In contrast to aerobic exercise, anaerobic training is so intense that the body cannot meet its energy needs via breathing alone. Because of this, your muscle rely on anaerobic (lacking oxygen) metabolism to generate energy. Anaerobic exercise rapidly generates lactate, a compound whose release is accompanied by increasing acidity that eventually prevents you from being able to exercise any longer. The best examples of anaerobic activity is strength training and sprinting, which are typically performed in short bursts of 10 seconds to 3 minutes long with rest in between. Improving anaerobic performance is the most common reason for taking pre-workout supplements.
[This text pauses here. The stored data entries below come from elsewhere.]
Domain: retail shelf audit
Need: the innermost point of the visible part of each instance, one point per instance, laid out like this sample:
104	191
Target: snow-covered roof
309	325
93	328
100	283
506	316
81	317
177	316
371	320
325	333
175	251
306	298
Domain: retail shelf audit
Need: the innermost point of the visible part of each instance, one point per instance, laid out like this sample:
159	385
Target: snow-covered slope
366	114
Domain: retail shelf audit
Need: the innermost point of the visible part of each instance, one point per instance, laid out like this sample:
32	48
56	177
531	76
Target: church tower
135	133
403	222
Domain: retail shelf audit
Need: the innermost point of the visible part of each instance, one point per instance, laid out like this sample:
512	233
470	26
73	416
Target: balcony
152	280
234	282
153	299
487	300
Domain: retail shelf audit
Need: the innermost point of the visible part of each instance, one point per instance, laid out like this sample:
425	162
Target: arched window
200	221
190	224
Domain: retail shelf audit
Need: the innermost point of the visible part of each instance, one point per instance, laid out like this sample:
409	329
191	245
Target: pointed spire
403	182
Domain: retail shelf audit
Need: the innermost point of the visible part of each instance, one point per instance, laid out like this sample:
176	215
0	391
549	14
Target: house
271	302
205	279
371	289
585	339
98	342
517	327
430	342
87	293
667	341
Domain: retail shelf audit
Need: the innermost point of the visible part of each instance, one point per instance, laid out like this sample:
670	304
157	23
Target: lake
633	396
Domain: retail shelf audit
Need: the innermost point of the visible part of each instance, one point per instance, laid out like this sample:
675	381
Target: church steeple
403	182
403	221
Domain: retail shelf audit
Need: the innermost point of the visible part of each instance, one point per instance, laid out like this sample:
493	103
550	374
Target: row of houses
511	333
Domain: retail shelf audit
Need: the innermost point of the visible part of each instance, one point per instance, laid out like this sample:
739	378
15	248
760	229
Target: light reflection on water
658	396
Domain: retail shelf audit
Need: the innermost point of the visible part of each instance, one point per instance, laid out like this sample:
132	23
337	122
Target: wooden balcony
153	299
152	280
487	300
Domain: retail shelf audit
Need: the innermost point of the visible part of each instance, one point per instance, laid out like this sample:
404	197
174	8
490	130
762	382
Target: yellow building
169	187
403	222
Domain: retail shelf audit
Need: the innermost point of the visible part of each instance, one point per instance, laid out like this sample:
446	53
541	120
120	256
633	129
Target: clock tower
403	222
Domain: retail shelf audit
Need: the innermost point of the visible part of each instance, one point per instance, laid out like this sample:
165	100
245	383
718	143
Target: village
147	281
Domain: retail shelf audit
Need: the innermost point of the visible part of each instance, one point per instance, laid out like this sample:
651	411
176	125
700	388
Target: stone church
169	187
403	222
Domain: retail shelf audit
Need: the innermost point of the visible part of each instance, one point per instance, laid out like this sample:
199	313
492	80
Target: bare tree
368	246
Adenosine triphosphate (ATP) is the body’s main energy molecule. ATP is used up rapidly during high-intensity exercise such as sprinting or strength training. Several pre-workout supplements are known to influence ATP production, with creatine being the best example.
The proportion of fat and muscle mass in the body. Improving body composition by reducing fat and increasing muscle mass is one of the most sought-after workout goals. Some pre-workout ingredients – such as conjugated linoleic acid – are claimed to aid both sides of this process.
Branched Chain Amino Acid
Branched-chain amino acids (BCAAs) are amino acids recognized for their similar branching structure and crucial role in building muscle. Although BCAAs are typically considered more of a post-workout supplement because they aid muscle growth and recovery, they can also be taken before or during a workout and are sometimes included in pre-workout formulas. BCAA supplementation remains a controversial topic, however, because they are also found in sufficient quantities in everyday foods.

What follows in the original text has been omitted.